Lawmakers also highlight “Mr. Trump’s earlier efforts to subvert and obstruct certification of results” from the November 3 election, including January 2 phone call in which the president urged the Georgian secretary of state to “find” enough votes to reverse the outcome in the southern state of the United States.

The impeachment article claims that Mr. Trump “has seriously endangered the security of the United States and its government institutions.” . . threatened the integrity of the democratic system, interfered with the peaceful transition of power and endangered an equal branch of government ”.

Notably, the article also quotes the 14th Amendment to the US Constitution, which prohibits anyone who “has engaged in an insurgency or rebellion against” the United States from performing “any office.”

In other words, by impeaching Mr. Trump, lawmakers are not only trying to expel him from the White House, but also to prevent him from occupying it again.

How many presidents have been removed?

Only three presidents have been impeached: Andrew Johnson in 1868, Bill Clinton in 1998 and Donald Trump last year. None of them have been removed from their posts, all of whom were acquitted in Senate trials. But Mr. Trump is set to become the first president to be impeached for the second time.

Mr. Trump was dismissed just over a year ago, in December 2019, on two counts: abuse of power and obstruction of Congress. The accusations stemmed from his efforts to persuade the President of Ukraine to dig up the filth of Mr Biden and his son Hunter during an infamous phone call between the two world leaders.

However, Mr. Trump was acquitted in February, following a Senate trial that saw lawmakers split along political parties.

Two-thirds of the 100 Senate members must vote to condemn for a president to be removed from office. Mitt Romney was the only Republican senator to vote to convict Mr. Trump on the sole charge of abuse of power in February.

What happens next?

The House is expected to impeach Mr. Trump, given that more than 200 Democratic lawmakers have co-sponsored the impeachment article and Democrats control the lower house.

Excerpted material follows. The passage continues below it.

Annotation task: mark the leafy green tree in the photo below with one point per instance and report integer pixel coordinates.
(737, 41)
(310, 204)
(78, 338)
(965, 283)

Three Republicans, including Liz Cheney, the GOP’s top woman on Capitol Hill, said Tuesday night that they would vote to impeach the president.

But it’s still unclear how quickly Nancy Pelosi, the Democratic House Speaker, will send the impeachment article to the Senate for trial. The last time, Ms. Pelosi waited almost a month to deliver the items.

While Republicans currently control the Senate, the balance of power will shift to Democrats when Jon Ossoff and Raphael Warnock are sworn in after last week’s second round of elections in Georgia and Kamala Harris is named U.S. Vice President this week. next.

When will Mr. Trump be tried?

Jim Clyburn, a South Carolina Democratic congressman and one of Ms Pelosi’s top lieutenants, suggested this weekend that the articles could be put on hold until after Mr Biden’s first 100 days in office. It would give the new president time to push forward his ambitious legislative agenda, including a multibillion-dollar stimulus package to boost the pandemic-stricken economy, without the shadow of an impeachment trial.

Other high-ranking Democrats, including Steny Hoyer and Chuck Schumer, who will soon be the Senate majority leader, have suggested the trial be held as soon as possible. Mr Schumer cited a 2004 measure on Tuesday that would allow him and Mitch McConnell, the Senate’s top Republican, to reconvene the Senate.

Mr Biden suggested that the Senate could ‘fork’ its time if the trial takes place after Mr Trump leaves office, devoting half of the day to Mr Trump’s trial and the other half to the appointment of its members to the cabinet and the adoption of the recovery plan.

Convicting Mr. Trump after he left office would obviously not serve to remove him from the White House, but it would prevent him from running for president or any other public office again.

Either way, it’s far from clear that more than a dozen Republican senators would vote to condemn Mr. Trump. While some of the president’s critics within his party have not done well in recent days – even going so far as to say he should resign early – few have shown much public appetite for his impeachment.